Enfilade

Built by Numbers

Posted in books, catalogues, exhibitions by Editor on September 15, 2009

This exhibition just closed at Oxford’s Museum of the History of Science; it opens at the YCBA in February. The following description comes from the latter’s website:

Compass & Rule: Architecture as Mathematical Practice in England, 1500-1750

Museum of the History of Science, Oxford, 16 June — 6 September 2009

Yale Center for British Art, New Haven, 18 February — 30 May 2010

The spread of Renaissance culture in England coincided with the birth of architecture as a profession. Identified as a branch of practical mathematics, architecture became the most artistic of the sciences and the most scientific of the arts. During this time, new concepts of design based on geometry changed how architects worked and what they built, as well as the intellectual status and social standing of their discipline.

Catalogue edited by Anthony Gerbino and Stephen Johnston  (New Haven: Yale University Press, 2009)

Catalogue edited by Anthony Gerbino and Stephen Johnston (New Haven: Yale University Press, 2009)

Compass & Rule examines the role of mathematics in architectural design and building technology, highlighting the dramatic transformation of English architecture between the sixteenth and eighteenth centuries.

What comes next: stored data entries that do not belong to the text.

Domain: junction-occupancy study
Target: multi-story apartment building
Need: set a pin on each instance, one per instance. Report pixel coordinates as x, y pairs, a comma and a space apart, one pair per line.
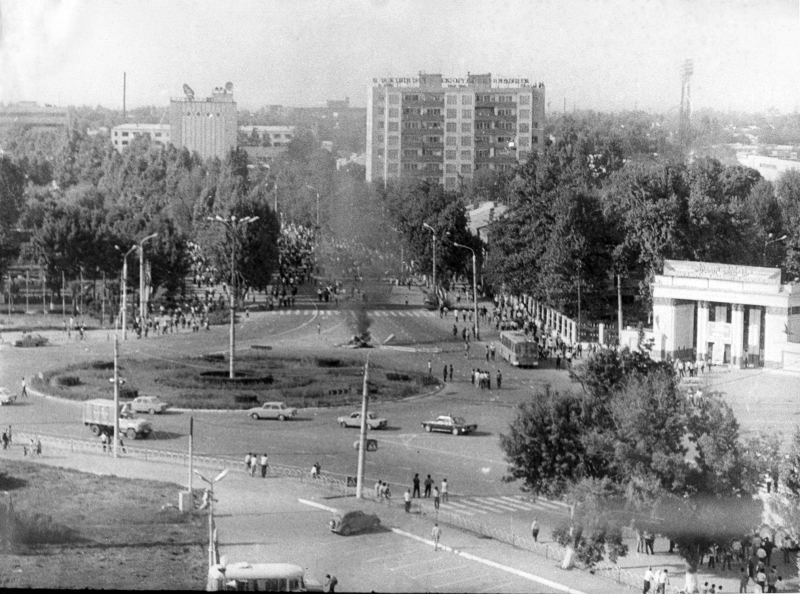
207, 126
122, 135
444, 129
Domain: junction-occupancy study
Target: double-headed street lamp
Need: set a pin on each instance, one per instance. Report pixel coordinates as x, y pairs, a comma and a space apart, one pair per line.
232, 224
210, 482
142, 301
125, 290
474, 286
432, 230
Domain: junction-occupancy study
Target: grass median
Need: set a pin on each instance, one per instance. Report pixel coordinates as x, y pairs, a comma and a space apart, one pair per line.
73, 530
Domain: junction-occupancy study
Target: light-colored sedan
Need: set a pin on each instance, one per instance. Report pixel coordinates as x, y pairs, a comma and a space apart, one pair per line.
272, 410
354, 420
149, 404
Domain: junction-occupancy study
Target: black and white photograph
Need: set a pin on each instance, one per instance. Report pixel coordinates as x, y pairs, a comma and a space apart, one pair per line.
400, 295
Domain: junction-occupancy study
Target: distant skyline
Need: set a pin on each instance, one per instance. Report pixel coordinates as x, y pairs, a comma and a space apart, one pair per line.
597, 54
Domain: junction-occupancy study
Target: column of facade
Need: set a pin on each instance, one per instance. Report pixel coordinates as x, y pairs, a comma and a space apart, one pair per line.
702, 330
737, 335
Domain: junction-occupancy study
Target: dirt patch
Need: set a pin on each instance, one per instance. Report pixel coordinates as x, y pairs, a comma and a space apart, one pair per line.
122, 534
202, 382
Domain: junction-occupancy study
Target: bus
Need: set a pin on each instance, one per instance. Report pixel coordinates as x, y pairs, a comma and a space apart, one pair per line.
259, 577
519, 349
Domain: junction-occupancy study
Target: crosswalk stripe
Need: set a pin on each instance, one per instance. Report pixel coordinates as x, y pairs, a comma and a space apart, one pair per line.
501, 505
515, 504
459, 509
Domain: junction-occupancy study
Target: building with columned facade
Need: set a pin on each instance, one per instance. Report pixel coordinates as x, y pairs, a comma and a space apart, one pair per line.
726, 314
444, 129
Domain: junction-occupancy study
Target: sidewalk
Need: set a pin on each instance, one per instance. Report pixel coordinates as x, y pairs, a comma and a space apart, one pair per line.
240, 492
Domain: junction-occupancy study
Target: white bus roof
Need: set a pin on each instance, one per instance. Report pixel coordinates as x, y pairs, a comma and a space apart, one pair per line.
256, 571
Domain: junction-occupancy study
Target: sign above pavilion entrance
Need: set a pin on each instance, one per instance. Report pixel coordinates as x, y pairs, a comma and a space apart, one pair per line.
723, 272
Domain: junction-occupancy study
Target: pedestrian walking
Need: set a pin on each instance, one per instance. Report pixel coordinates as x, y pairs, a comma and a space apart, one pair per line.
648, 580
436, 534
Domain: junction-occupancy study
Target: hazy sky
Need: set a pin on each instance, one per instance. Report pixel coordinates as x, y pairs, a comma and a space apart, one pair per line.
599, 54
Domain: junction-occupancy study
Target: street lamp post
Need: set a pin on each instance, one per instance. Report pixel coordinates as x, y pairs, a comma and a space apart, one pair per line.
432, 230
142, 302
231, 224
210, 482
125, 290
769, 241
474, 286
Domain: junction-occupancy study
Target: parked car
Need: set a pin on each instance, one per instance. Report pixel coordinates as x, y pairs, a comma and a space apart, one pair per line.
6, 397
31, 340
354, 420
349, 522
449, 424
149, 404
272, 410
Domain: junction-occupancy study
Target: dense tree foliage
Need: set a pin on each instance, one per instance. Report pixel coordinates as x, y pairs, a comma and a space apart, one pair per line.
628, 449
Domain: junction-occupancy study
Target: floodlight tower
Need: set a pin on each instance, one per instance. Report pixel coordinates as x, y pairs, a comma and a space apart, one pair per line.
684, 125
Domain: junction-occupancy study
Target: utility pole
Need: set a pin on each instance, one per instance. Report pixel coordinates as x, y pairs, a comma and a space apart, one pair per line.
362, 442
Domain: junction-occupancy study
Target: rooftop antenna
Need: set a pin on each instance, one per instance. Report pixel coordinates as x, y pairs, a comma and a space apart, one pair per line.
684, 124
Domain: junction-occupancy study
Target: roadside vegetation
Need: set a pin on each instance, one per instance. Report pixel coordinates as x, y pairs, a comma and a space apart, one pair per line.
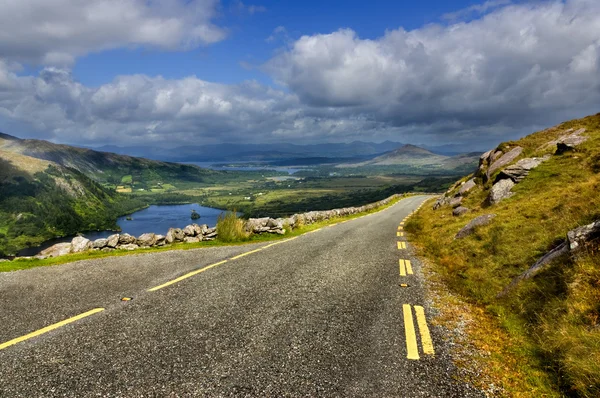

The exhibition brings together some of the finest architectural and scientific material from the early modern period, including drawings of St. Paul’s Cathedral, an astrolabe commissioned for Queen Elizabeth I, and architectural drawings by King George III. Also on view will be nearly one hundred drawings, paintings, printed books and manuscripts, maps, and other unique mathematical instruments that illustrate the changing role of both the architect and the profession 1500 to 1750.

An illustrated catalogue edited by exhibition curators Anthony Gerbino, architectural historian and Senior Research Fellow of Worcester College, University of Oxford, and Stephen Johnston, Assistant Keeper at the Museum of the History of Science, University of Oxford, will accompany the exhibition.